I have a python script, which needs to run a loop about 50000 times. I defined a separate function to perform the data processing so as to free up the memory by removing the local variables of the function once it's done. Additionally, the total size of all objects in my script is less than about 300 Mb, yet the total memory consumption shown by “top” increases to multiple Gbs after about only a few hundred iterations. A sample script is given below:
from random import randint
from copy import deepcopy
class dataHolder(object):
"""
This is a sample class for holding data.
The actual class in my script holds lots of
different data types
"""
def __init__(self,x,y):
self.x = x
self.y = y
def sub_process(data,x_change , y_change):
# This is a function processing the input arguments and writes the results
# into a text file. The following operations is just a sample of what I have in my actual script
# create a random index
x_ind = randint(1,len(data.x)) - 1
y_ind = randint(1,len(data.y)) - 1
data.x[x_ind] += x_change
data.y[y_ind] += y_change
# Write the results into file
with open('test.txt','w') as f:
f.write('x[%i] = %i y[%i] = %i\n' % (x_ind,data.x[x_ind],y_ind,data.y[y_ind]))

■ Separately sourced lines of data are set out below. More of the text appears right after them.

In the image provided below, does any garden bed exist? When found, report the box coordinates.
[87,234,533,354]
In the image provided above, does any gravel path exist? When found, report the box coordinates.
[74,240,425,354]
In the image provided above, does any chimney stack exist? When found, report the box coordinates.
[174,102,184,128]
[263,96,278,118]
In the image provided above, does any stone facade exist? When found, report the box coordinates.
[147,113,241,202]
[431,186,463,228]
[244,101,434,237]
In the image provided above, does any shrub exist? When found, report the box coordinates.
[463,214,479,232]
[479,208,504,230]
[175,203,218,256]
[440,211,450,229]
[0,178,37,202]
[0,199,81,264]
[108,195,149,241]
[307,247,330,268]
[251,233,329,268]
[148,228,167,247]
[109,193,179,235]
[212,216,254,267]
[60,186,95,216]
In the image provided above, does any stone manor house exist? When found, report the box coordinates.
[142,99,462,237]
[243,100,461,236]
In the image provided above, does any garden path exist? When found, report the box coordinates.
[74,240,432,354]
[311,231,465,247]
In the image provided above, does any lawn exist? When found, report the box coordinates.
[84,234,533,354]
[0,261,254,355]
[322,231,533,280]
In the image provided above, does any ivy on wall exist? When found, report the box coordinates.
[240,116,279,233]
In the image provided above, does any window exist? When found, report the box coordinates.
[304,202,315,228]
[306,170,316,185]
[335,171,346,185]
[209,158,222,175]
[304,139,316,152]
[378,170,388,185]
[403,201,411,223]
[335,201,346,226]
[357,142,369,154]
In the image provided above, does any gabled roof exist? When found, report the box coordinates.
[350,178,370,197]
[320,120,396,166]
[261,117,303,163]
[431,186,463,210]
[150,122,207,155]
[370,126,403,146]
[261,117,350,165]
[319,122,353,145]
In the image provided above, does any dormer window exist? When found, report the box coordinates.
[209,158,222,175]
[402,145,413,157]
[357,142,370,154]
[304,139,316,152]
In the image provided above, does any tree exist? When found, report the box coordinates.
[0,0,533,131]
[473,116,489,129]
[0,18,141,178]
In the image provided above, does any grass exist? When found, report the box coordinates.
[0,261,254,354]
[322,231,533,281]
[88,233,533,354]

def master_func(start_pos):
# This is an example of the main function in my actual script,
# which creates data used as input arguments
# for function sub_process().
# The approximate size of the input data
# for sub_process() is 320 Mb in my actual script,
# so in the following example I create data objects with
# approximately the same size. The following data are constant
# for all iterations
mydata = dataHolder(x = range(5000000), y = range(start_pos,5000000 + start_pos))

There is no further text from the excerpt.